Tuesday, March 11, 2008

Edwards Iowa delegates may try to stick it out

WE'VE MOVED! Democratic Convention Watch is now at http://www.DemocraticConventionWatch.com

My assumption all along had been that Edward's delegates to the Iowa County Conventions on Saturday would scatter, essentially reallocating his 14 estimated national delegates to the other campaigns. Edwards now has about 30% of the total delegates to the county conventions. But remember, a candidate must achieve the 15% threshold at every level. The county conventions are electing delegates to the Congressional District and State conventions, which then do the actual election of delegates to the national convention. I assumed he wouldn't get 15% anywhere, allowing his 14 national delegates to get reallocated. I may be wrong:

And as David P. Redlawsk at the Britannica Blog notes, "across Iowa some 30% of all county convention delegates are John Edwards supporters (more than Clinton has by a handful), and those folks may have to make a choice. The choice they make may determine whether Clinton or Obama comes out of Iowa with the bulk of our national delegates – either one could conceivably pick up all 14 of Edwards’ potential delegates. Normally that wouldn’t matter much, but this time around every delegate may make a difference.

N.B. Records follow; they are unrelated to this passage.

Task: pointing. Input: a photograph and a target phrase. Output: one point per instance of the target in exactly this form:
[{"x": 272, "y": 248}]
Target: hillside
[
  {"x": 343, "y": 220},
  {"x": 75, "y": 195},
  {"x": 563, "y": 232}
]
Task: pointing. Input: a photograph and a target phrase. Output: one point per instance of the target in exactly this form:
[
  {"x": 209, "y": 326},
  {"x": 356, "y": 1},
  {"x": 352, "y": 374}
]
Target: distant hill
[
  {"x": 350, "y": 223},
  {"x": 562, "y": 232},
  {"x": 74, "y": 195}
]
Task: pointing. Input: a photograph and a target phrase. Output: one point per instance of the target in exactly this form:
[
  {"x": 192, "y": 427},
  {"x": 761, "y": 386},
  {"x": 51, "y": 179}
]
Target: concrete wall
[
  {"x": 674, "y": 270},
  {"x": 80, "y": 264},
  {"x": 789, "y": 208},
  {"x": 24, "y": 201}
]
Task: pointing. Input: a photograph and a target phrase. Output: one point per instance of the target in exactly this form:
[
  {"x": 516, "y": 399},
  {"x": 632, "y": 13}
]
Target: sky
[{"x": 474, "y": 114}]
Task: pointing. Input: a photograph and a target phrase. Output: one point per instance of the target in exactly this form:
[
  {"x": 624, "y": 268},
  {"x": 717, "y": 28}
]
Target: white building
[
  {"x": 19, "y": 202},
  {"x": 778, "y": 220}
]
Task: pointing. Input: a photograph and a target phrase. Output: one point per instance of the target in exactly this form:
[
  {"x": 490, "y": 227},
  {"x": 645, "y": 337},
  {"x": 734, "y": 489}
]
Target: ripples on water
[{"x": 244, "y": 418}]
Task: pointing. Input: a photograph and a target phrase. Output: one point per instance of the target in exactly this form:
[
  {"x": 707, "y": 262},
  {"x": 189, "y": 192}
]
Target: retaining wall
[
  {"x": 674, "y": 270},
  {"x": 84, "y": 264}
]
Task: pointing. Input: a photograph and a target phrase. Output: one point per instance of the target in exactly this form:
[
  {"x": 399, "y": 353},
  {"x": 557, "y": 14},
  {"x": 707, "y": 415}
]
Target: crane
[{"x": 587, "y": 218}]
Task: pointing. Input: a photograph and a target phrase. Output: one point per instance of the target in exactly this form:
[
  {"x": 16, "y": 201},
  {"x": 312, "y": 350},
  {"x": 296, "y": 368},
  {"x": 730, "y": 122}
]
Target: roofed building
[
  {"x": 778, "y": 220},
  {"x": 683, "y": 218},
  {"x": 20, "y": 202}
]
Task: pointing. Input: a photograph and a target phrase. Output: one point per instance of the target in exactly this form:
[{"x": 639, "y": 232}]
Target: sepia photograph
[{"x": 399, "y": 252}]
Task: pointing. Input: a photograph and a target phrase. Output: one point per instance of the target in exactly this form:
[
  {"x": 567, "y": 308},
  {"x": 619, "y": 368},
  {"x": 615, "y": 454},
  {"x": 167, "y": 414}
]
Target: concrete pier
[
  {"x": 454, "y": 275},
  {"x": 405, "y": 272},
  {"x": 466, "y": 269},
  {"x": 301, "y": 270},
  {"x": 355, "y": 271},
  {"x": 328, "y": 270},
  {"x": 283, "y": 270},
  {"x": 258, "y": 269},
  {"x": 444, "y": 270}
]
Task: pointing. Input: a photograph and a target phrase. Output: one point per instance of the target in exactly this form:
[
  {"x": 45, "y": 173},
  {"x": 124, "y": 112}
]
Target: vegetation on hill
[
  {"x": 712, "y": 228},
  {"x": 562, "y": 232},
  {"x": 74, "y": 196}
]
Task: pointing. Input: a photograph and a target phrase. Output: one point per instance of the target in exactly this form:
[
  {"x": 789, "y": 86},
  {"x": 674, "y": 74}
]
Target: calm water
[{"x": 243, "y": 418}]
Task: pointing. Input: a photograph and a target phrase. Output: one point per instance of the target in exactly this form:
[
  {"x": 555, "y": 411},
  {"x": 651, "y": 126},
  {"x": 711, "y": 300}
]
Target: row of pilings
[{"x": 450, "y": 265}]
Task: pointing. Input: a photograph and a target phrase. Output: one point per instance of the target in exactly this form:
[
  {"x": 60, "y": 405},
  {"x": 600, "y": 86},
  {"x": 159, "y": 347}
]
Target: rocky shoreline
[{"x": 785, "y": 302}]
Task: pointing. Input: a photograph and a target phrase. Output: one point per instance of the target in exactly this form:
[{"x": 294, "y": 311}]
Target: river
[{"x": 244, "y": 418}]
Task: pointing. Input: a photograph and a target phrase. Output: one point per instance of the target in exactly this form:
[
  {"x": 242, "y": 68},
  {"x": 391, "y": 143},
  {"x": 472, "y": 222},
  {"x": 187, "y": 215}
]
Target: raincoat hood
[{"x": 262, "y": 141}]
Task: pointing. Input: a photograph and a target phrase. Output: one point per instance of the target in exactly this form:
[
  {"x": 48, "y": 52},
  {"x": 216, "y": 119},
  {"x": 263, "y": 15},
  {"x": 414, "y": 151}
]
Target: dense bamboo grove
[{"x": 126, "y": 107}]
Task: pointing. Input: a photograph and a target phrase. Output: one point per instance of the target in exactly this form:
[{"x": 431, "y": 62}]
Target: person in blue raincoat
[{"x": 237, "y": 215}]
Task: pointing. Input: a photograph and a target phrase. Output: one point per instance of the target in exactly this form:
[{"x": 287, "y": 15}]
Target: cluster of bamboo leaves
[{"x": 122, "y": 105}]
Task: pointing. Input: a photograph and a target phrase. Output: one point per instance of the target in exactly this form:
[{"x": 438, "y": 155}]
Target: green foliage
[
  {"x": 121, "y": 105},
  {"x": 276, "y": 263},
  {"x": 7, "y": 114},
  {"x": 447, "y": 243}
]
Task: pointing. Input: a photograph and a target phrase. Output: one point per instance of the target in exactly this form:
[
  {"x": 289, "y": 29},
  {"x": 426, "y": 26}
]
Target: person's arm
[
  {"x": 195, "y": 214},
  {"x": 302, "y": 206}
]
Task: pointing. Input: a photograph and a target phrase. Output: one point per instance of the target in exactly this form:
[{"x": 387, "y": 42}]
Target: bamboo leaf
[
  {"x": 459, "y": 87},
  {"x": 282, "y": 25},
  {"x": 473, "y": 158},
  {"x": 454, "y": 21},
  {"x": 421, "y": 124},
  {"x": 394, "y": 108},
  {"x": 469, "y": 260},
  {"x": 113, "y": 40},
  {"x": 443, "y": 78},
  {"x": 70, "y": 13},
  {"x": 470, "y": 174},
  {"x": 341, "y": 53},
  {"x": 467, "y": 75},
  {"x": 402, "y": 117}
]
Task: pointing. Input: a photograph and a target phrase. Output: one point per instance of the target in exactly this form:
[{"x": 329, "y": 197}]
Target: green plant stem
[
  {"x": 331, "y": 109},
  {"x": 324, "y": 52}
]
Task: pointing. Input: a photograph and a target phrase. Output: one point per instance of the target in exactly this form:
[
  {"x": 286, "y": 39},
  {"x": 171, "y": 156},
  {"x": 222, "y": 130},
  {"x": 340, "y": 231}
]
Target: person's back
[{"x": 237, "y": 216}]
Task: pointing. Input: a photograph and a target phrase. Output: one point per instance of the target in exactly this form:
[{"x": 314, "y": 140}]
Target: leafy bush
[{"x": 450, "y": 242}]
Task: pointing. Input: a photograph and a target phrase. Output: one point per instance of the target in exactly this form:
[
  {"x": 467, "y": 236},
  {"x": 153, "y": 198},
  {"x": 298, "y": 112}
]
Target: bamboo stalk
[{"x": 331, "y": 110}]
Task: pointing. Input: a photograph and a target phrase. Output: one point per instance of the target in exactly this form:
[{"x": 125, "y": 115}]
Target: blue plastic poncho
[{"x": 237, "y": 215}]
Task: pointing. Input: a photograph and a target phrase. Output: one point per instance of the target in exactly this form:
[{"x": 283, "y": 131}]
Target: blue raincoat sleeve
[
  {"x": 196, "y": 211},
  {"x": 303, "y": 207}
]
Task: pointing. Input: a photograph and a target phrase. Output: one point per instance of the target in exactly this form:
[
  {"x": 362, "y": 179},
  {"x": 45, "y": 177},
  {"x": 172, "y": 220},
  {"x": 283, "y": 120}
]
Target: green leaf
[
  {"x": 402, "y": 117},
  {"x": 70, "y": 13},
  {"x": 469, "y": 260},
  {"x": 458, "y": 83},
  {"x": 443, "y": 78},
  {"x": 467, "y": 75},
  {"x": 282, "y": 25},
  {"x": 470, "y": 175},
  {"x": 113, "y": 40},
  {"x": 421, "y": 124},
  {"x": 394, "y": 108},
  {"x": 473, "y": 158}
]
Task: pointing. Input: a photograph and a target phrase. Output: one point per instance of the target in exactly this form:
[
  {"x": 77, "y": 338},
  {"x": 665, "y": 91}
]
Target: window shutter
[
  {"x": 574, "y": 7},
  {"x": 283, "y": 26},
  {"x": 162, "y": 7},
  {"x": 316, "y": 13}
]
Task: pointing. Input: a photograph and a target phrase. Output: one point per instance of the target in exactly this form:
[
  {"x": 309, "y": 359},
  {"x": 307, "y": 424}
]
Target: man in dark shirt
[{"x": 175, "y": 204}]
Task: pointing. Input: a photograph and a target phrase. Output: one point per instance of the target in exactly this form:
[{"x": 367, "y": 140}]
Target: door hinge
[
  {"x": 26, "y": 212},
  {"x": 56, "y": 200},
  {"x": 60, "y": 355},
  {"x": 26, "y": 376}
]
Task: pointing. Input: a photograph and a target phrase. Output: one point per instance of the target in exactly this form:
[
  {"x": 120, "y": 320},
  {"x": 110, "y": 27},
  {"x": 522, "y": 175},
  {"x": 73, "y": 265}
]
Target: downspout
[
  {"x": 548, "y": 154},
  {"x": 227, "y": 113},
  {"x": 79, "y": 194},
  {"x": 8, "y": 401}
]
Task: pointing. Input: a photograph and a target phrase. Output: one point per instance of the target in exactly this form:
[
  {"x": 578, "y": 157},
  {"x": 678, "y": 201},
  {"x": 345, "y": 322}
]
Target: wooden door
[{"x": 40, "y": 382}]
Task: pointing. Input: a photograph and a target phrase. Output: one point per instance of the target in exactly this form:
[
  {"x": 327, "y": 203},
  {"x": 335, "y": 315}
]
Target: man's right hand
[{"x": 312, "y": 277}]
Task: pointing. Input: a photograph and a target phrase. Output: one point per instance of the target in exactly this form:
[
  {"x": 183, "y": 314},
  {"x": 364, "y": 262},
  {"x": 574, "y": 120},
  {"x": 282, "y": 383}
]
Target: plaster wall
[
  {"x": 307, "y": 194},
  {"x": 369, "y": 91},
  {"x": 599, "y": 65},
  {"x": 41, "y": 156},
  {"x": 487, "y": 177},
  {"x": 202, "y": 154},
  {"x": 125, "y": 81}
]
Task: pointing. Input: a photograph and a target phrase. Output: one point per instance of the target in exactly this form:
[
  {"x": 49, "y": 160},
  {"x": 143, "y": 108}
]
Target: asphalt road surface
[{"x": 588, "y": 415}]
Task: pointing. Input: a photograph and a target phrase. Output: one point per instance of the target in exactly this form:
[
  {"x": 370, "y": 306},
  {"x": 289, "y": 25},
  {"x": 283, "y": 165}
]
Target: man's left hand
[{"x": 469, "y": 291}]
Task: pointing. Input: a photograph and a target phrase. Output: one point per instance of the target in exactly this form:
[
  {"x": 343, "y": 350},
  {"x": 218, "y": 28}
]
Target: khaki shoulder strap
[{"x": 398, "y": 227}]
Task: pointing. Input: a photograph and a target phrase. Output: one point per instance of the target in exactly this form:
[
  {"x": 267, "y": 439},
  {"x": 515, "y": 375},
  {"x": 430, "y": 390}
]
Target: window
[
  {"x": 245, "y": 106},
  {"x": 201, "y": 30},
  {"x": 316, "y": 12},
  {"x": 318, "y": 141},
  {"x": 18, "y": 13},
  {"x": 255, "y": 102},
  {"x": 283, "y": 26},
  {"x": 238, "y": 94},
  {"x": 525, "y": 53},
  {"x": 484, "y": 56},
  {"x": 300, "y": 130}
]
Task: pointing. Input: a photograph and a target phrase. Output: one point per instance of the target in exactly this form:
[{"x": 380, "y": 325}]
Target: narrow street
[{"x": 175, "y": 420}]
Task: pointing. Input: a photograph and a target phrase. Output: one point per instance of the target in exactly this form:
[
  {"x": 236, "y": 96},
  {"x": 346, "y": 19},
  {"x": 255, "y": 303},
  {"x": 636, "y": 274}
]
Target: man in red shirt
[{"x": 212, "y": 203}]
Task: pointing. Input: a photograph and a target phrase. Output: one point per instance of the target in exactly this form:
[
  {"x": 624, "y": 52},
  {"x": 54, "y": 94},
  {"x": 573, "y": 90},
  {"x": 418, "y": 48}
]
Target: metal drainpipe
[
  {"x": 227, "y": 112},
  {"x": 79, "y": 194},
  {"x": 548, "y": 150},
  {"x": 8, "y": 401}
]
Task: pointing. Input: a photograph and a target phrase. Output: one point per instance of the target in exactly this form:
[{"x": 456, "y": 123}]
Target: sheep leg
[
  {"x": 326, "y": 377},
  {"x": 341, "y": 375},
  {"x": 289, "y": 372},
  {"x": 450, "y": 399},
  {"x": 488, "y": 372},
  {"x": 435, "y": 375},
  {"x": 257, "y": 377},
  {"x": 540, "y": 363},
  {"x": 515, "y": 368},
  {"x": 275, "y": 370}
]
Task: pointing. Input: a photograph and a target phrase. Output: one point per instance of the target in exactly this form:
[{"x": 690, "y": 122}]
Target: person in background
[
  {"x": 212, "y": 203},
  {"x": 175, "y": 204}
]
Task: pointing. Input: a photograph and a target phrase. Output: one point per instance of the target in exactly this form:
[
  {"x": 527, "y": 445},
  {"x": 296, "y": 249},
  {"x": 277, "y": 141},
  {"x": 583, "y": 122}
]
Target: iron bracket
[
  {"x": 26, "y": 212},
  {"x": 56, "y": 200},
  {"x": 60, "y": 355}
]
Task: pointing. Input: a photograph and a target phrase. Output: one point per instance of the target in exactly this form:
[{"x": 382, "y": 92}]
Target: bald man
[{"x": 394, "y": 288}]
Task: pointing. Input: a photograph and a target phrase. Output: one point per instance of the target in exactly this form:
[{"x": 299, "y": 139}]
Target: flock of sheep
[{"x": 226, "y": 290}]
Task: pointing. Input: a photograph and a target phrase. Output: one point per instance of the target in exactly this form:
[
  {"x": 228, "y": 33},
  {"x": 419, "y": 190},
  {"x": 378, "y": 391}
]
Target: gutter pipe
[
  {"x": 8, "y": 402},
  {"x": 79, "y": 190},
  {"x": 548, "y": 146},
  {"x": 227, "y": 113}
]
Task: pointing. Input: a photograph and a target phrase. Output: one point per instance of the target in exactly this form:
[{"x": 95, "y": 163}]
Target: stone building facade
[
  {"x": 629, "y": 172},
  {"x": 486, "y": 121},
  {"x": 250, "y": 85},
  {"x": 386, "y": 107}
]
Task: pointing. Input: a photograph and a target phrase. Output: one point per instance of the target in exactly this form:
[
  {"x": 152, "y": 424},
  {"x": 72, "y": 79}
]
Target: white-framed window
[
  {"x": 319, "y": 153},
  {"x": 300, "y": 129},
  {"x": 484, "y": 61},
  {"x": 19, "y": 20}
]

"So what’s going to happen? Well, in my county – Johnson County, home of the University of Iowa – the Edwards delegation (which, for full disclosure, I lead) will attempt to remain together, to elect our own delegates pledged to Edwards to the District and State conventions. If we are successful in doing this, and if Edwards supporters in other counties in our district do the same, the Edwards delegation could be a major factor in determining what happens in April and June. We may get to elect our own national convention delegates or we may end up aligning with one of the other candidates, providing a significant boost to him or her."

Redlawsk says that "at least locally, only the Obama campaign has been making efforts to woo Edwards delegates. The Clinton campaign seems to be completely missing in action. If this is the case throughout Iowa, don’t be surprised if in April Obama is able to pad his delegate count by strategically continuing to campaign for the hearts and minds of county, district, and state convention delegates."

There's going to be a lot more written on this before Saturday. Stay tuned.


PseudoPeach said...

Can someone who knows explain in detail the process being applied here? I know that there are conventions at several levels. So how is it possible to project the eventual count at the national level in so many states? If you look at the delegate tracker on this site, most news outlets are in near perfect agreement on the counts of most states.

Do all states use this arrangement of nested conventions?

Is this what's happening in Colorado?

What about primary states?

Matt said...

Delegates in Iowa, and in all other states, are picked at both the state level (33%) and the Congressional District Level (67%). The national delegates are estimated as a straight percentage of the precinct delegates chosen in January in Iowa, looking at both CDs and state numbers.

But it's a multistage process. The January caucuses elected delegates to the county conventions on Saturday. The county conventions elect delegates to the CD and State conventions. If the percentages stay the same, the national delegate estimate will stay the same.

But at every stage, an candidate needs 15% of the delegates to elect delegates to the next level. It's unclear if the Edwards delegates will stay together or split. If they split, then Obama & Clinton will likely each get 7. But if some Edwards delegates go on, and other don't, it will depend on how it plays out. But no way will either candidate get all 14 delegates.